= Erchin Serpedin =

American electrical engineer

Erchin Serpedin is a professor from Texas A&M University in College Station, Texas. He was named a Fellow of the Institute of Electrical and Electronics Engineers (IEEE) in 2013. He has served as technical chair or co-chair for nine major conferences and symposia, and as associate editor or member of editorial board for 14 journals. His professional service has included appointments as associate editor for journals such as IEEE Transactions on Information Theory, IEEE Communications Letters, IEEE Signal Processing Letters, IEEE Transactions on Communications, IEEE Transactions on Signal Processing, IEEE Transactions on Wireless Communications, IEEE Signal Processing Magazine, EURASIP Journal on Advances in Signal Processing, Signal Processing (Elsevier), and Physical Communication (Elsevier). From 2014 to 2017, he served as Editor-in-Chief of the EURASIP Journal on Bioinformatics and Systems Biology, an online journal published by Springer Nature. He has also served as lead or guest editor for eight journal special issues.

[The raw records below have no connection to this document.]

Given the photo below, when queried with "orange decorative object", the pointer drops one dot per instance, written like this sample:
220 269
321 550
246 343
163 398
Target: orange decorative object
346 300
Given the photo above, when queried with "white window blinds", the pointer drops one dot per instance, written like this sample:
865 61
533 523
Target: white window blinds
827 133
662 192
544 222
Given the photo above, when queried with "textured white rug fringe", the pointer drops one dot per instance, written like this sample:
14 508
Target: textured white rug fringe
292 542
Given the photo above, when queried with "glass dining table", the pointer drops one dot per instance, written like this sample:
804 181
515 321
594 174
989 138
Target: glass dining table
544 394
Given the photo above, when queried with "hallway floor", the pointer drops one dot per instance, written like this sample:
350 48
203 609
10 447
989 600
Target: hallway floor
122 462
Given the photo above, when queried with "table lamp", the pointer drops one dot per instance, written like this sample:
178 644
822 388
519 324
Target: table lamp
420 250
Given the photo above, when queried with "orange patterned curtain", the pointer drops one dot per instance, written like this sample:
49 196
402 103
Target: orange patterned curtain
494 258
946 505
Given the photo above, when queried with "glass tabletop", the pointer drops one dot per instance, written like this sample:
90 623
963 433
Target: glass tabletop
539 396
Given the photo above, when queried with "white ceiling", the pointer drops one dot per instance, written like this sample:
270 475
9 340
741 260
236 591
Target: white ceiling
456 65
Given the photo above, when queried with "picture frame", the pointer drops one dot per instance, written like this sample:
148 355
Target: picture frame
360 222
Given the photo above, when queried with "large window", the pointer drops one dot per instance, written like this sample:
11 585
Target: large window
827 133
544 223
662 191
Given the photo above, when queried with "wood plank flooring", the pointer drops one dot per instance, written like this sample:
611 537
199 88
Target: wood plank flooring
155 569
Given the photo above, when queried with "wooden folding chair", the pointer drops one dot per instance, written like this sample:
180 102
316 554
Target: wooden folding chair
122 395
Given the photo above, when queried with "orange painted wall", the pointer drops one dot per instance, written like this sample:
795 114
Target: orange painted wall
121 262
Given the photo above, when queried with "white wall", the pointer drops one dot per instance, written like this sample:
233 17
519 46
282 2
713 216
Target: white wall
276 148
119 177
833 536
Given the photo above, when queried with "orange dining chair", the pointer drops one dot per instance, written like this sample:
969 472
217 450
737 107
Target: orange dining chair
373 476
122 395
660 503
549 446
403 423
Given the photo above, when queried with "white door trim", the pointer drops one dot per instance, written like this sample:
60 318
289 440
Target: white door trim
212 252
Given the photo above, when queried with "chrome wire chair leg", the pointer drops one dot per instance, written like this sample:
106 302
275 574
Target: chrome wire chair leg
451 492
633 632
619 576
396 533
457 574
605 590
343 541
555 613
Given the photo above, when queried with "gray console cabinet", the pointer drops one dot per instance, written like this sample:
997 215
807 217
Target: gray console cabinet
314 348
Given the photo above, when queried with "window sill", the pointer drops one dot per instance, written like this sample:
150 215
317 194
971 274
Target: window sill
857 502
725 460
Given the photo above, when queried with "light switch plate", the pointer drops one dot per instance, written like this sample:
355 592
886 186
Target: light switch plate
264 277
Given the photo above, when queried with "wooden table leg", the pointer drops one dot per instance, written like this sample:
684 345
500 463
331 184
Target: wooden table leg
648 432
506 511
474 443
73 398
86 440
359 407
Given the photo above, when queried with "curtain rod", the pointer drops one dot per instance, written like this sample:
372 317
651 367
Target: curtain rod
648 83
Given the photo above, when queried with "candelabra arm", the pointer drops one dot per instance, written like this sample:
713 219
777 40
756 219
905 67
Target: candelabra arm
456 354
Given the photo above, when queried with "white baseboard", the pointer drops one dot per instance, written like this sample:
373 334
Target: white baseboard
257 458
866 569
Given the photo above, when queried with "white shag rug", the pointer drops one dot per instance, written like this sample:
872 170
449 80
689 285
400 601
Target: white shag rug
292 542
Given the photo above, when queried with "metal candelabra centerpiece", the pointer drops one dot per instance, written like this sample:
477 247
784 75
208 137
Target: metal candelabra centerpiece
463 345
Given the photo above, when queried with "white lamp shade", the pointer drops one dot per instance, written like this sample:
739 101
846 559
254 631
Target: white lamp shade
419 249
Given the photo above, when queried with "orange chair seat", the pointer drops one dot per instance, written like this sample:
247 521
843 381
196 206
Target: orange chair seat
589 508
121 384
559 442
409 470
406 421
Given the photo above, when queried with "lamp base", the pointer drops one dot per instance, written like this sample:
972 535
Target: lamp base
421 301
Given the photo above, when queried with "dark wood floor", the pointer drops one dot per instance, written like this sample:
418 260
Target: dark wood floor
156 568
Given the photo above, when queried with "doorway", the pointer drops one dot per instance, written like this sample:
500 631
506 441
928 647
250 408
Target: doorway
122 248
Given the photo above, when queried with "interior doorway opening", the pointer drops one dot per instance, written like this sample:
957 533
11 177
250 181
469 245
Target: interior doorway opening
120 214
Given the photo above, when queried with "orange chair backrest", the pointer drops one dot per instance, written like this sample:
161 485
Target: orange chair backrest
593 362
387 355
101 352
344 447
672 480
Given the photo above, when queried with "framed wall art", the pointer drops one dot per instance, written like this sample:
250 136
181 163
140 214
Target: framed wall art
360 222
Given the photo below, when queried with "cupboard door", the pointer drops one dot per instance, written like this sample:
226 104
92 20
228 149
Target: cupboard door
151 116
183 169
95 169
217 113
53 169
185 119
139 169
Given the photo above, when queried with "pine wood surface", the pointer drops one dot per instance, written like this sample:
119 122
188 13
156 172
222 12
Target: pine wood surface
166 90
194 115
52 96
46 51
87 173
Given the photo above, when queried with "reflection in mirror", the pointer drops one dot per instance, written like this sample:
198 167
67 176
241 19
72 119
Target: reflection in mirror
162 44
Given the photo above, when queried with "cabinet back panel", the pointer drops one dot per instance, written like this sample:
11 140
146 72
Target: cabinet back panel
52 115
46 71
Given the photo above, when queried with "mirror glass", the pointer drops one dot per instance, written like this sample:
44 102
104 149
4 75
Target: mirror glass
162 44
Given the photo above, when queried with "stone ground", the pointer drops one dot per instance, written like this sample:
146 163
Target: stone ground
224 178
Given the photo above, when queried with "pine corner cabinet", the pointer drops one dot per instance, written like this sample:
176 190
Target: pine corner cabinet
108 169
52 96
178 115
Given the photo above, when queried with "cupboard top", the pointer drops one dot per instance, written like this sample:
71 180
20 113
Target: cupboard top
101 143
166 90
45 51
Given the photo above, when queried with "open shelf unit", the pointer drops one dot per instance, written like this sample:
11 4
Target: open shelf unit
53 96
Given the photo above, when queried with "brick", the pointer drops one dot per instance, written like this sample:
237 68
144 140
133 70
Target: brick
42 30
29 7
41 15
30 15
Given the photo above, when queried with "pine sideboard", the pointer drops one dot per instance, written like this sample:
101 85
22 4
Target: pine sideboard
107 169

Serpedin has received 12 Best Paper Awards at international conferences, the 2018 IEEE Signal Processing Magazine Best Column Award, and the 2026 IEEE Systems Journal Best Paper Award. He has authored four research monographs, one textbook, 250 journal papers, 350 conference papers, and 18 book chapters.

His research interests include signal processing, machine learning, and artificial intelligence, with applications in biomedical engineering, cybersecurity of smart grids and transportation networks, and computational materials science.

He has served as ECEN Program Chair at Texas A&M University at Qatar and is a tenured professor in the Department of Electrical and Computer Engineering at Texas A&M University in College Station.